Questioning our own thoughts is a cognitive skill that many of us don't practice. And the more we're successful and respected by the world, the less we tend to question our certainties. We have respectable jobs that we've held for years; we have big houses with big mortgages based on our respectable jobs; we have big cars with big loans also financed by our respectable jobs; we have RRSPs; we donate a few hundred bucks here and there and sometimes volunteer a little. We're pillars of society. We're respected. We're righteous. Plus we go to church! Even God says we're righteous!
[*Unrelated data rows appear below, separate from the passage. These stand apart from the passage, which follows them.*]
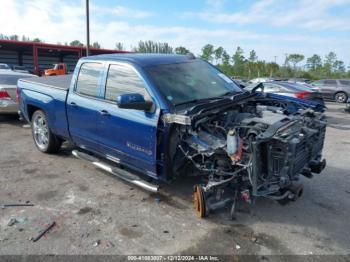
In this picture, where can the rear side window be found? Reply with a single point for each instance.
(122, 79)
(88, 79)
(345, 82)
(330, 82)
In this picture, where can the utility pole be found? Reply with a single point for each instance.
(87, 29)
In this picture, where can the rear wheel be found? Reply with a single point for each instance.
(341, 97)
(44, 139)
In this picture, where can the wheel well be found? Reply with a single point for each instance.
(31, 109)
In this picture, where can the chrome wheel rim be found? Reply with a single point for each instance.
(40, 132)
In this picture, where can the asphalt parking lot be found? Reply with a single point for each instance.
(96, 213)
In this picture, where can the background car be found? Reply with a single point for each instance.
(291, 90)
(299, 80)
(334, 89)
(8, 86)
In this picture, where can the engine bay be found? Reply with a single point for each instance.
(258, 148)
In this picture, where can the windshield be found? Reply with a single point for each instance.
(11, 79)
(186, 82)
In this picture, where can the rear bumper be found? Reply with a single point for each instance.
(8, 106)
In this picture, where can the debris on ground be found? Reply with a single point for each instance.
(254, 239)
(47, 229)
(16, 205)
(96, 243)
(12, 222)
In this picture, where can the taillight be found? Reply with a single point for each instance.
(3, 94)
(302, 95)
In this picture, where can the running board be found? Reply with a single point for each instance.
(122, 174)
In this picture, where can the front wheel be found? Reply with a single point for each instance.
(341, 97)
(44, 139)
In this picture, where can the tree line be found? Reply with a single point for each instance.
(238, 64)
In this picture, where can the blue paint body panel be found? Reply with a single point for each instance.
(132, 137)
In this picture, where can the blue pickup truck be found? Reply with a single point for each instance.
(156, 117)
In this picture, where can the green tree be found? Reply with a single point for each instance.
(339, 66)
(76, 43)
(295, 59)
(119, 46)
(238, 62)
(153, 47)
(96, 45)
(272, 68)
(180, 50)
(207, 52)
(251, 62)
(218, 54)
(314, 62)
(225, 58)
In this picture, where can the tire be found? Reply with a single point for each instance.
(341, 97)
(44, 139)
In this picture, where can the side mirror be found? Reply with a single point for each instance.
(134, 101)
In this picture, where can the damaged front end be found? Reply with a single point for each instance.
(256, 147)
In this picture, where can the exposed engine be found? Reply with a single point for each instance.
(254, 149)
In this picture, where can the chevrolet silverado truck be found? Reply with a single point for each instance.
(149, 119)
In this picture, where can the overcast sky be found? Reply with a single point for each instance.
(271, 27)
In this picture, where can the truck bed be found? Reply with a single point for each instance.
(58, 82)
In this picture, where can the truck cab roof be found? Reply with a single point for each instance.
(142, 60)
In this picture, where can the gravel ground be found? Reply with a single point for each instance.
(96, 213)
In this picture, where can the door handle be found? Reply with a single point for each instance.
(104, 112)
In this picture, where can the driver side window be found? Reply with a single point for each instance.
(271, 88)
(122, 79)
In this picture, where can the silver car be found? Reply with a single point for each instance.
(8, 85)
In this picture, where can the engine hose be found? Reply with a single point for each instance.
(286, 194)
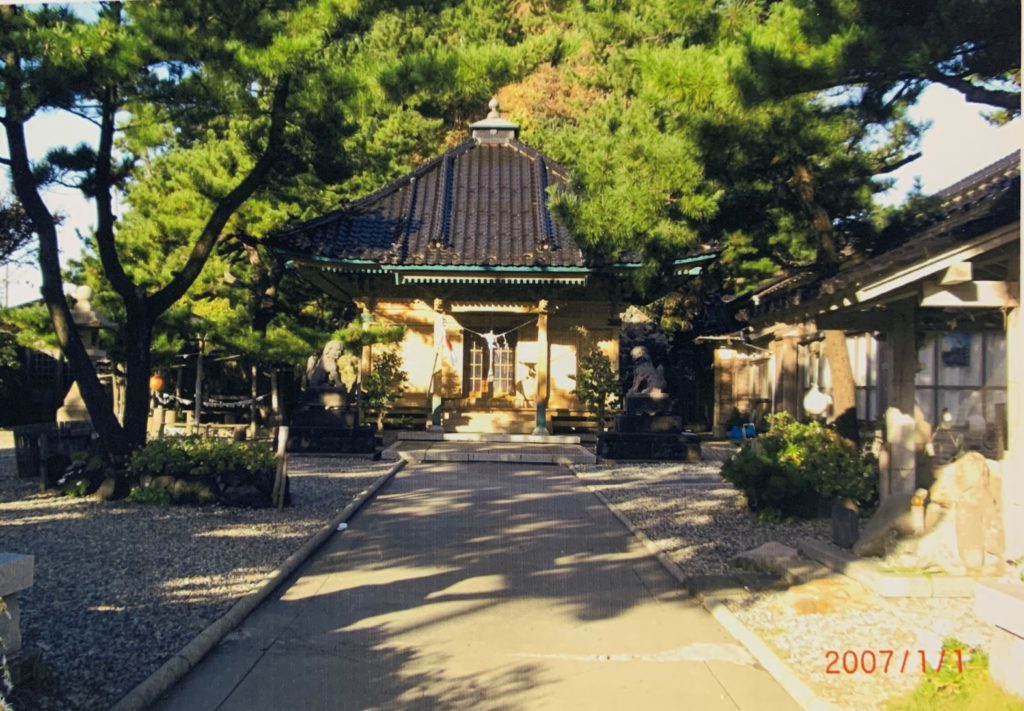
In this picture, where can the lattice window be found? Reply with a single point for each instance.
(476, 351)
(491, 372)
(504, 367)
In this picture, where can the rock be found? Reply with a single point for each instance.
(164, 482)
(771, 556)
(177, 469)
(893, 515)
(236, 477)
(112, 488)
(846, 524)
(245, 496)
(974, 491)
(193, 492)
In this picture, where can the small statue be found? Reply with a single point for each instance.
(324, 372)
(647, 380)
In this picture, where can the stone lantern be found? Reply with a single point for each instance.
(88, 323)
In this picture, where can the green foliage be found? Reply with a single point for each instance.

No he doesn't. God tells us we're sinners. Saints, too. What's a saint? It's a sinner who knows he's a sinner. A saint is not self-righteous, but contrite. He knows he's a sinner. That's why he's a saint: because he questions his own certainties. We act and talk out of our certainties. We send money to the Third World because we're certain it helps. We judge those who don't come to church because we're certain they're doomed.

A saint is a sinner who questions his certainties. This is difficult cognitively and physically, because we are fighting against the processes of our brain. Indeed guilt, the knowledge that we have done wrong, is physically painful. We hate this feeling, so we cling to our certainties all the more. The self-righteous man makes excuses to get rid of the guilt without changing his actions; the saint accepts his guilt, despite the emotional and physical pain, and changes his actions.

Why are the prostitutes and tax collectors going into the kingdom of God ahead of the Pharisees? Because they have no certainty. They know they are wrong. They know they are sinners. Not because we tell them, but because in their own minds, they accept the guilt. They cannot cling to certainty anymore. Criminals, addicts, saints, they know they are wrong. They overcome their brains' need to be certain and endure the pain of guilt. And so they are saved. We know we are saved by faith, but what is faith? It is not the certainty that we are right about God. For as Paul said, "hope that is seen is not hope, for who hopes for what he already sees? But if we hope for what we do not see, with perseverance we wait eagerly for it." Faith is the opposite of certainty. Faith is rejecting our certainty and facing our guilt, and hoping without certainty, that through Christ Jesus and his sacrifice, we are saved anyway.

So you who are certain, start questioning yourselves. Is your big house with the big mortgage righteous? Is your faithful church attendance righteous? Is your respectability righteous? Is your mealy-mouthed pious talk righteous? Is any of this righteous in the eyes of God? Or are the criminals, the addicts, the homeless, the mentally ill, going into the kingdom of God ahead of you? Did not the Master tell us that it is more difficult for a rich man to enter the kingdom of God than for a camel to go through the eye of a needle? Therefore question your certainties, your righteousness, your respectability, and be more like the sinners and the outcasts, so that you may go with them into the kingdom of God.